Context-aware Modality-Topology Co-Alignment for Multimodal Attributed Graphs

Multimodal Attributed Graphs (MAGs) model real-world entities by coupling graph topology with heterogeneous attributes such as text and images. They support graph-centric tasks requiring structural and class-discriminative representations, and modality-centric tasks requiring fine-grained cross-modal correspondence. However, existing MAG methods often rely on fixed graph contexts or uniformly fused representations, causing task-agnostic propagation and over-compressed fusion that hinder diverse task requirements and modality-specific evidence preservation. To address this, we propose CoMAG, a unified MAG backbone that learns task-adaptive reliable contexts and modality-preserving alignment within them. CoMAG first conducts Reliable Context Learning by estimating edge reliability from multimodal semantic consistency, complementing raw topology with semantic neighbors, and selecting context components through a task-aware gate. It then performs Modality-preserving Hop-token Alignment by maintaining modality-specific multi-hop trajectories, matching modality-hop tokens across modalities, and decoupling shared and private representations. Thus, CoMAG produces graph and modality representations from one forward pass while retaining modality-specific cues. We further analyze stable propagation, over-smoothing mitigation, and modality-collapse control. Experiments on nine OpenMAG datasets compare CoMAG with feature-only, graph-only, multimodal, and unified MAG baselines across graph-level prediction, modality matching, and graph-conditioned generation. Results show that CoMAG achieves the best reported performance, demonstrating that task-adaptive reliable contexts and modality-preserving alignment improve structural prediction, cross-modal matching, and graph-conditioned generation while retaining sparse edge-linear complexity.
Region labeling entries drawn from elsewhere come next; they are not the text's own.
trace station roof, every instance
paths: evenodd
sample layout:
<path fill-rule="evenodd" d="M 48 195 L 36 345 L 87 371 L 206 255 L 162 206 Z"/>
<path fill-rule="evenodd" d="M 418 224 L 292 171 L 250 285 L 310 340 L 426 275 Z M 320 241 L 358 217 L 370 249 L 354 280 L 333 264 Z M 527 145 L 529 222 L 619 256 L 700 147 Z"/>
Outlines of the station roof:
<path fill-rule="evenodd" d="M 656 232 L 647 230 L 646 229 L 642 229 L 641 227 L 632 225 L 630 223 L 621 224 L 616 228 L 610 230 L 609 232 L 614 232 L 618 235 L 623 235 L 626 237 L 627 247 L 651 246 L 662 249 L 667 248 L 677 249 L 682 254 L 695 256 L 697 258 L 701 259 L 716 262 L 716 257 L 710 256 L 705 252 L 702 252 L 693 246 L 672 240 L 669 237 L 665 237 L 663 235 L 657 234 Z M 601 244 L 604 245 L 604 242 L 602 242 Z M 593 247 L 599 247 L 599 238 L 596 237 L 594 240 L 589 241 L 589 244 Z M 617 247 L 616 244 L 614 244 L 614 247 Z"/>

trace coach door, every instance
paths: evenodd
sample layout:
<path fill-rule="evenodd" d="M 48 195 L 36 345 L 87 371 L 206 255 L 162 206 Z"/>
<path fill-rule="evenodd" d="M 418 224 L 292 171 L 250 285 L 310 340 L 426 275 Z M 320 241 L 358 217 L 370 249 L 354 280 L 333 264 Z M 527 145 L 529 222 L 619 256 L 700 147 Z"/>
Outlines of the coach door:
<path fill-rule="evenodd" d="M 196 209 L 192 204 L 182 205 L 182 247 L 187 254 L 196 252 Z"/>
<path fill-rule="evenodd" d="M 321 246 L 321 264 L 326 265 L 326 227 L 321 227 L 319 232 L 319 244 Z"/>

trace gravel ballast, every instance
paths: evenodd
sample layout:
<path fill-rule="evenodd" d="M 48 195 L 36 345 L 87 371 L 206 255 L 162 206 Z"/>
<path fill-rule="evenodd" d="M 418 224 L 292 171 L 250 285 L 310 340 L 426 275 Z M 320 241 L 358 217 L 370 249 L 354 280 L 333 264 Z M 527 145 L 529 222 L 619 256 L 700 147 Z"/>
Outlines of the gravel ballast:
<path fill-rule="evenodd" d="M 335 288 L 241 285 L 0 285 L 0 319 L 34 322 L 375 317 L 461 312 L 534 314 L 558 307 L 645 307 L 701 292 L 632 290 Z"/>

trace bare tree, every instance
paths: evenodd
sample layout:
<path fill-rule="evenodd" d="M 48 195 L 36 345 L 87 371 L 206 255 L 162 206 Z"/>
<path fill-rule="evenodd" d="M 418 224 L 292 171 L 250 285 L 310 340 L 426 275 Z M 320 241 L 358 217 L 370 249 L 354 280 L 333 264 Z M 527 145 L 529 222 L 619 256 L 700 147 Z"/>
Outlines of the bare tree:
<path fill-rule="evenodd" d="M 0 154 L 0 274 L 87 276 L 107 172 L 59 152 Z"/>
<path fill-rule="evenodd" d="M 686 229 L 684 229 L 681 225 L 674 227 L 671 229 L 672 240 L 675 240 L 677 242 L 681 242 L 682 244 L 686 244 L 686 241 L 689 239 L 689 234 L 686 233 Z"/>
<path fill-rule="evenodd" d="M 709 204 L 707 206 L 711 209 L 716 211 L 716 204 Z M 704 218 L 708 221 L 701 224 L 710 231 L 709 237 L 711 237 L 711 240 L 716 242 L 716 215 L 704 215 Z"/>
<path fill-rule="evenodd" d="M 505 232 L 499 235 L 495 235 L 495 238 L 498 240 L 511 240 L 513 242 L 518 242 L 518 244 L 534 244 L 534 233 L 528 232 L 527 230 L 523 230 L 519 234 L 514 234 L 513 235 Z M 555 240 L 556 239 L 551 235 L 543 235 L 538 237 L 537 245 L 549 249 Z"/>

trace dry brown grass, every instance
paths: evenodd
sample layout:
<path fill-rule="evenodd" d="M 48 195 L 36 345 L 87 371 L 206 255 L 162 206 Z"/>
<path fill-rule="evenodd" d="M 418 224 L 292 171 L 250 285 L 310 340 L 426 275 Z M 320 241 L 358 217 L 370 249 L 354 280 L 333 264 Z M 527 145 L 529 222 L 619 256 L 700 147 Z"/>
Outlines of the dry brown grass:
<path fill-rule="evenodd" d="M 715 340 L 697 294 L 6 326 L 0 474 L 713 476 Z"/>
翻译：多模态属性图通过耦合图拓扑与文本、图像等异质属性来建模现实世界实体。这类图结构同时支持需要结构性和类别判别性表示的图中心任务，以及需要细粒度跨模态对应的模态中心任务。然而，现有MAG方法通常依赖于固定图上下文或统一融合表示，导致任务无关的传播与过度压缩的融合，阻碍了多样化任务需求的满足与模态特定证据的保留。为解决此问题，我们提出统一MAG主干网络CoMAG，该方法能在任务自适应可靠上下文中学习模态保持对齐。CoMAG首先通过多模态语义一致性估计边可靠性、用语义邻居补充原始拓扑结构、并通过任务感知门控选择上下文组件，实现可靠上下文学习；随后通过维护模态特定多跳轨迹、跨模态匹配模态-跳令牌、并解耦共享与私有表示，执行模态保持的跳令牌对齐。由此，CoMAG通过单次前向传播即可生成图表示与模态表示，同时保留模态特定线索。我们进一步分析了稳定传播、过平滑缓解与模态坍缩控制机制。基于九个OpenMAG数据集的实验将CoMAG与纯特征方法、纯图方法、多模态方法及统一MAG基线进行对比，涵盖图级预测、模态匹配及图条件生成任务。结果表明，CoMAG实现了最优报告性能，验证了任务自适应可靠上下文与模态保持对齐在保持稀疏边线性复杂度的同时，能够提升结构预测、跨模态匹配及图条件生成能力。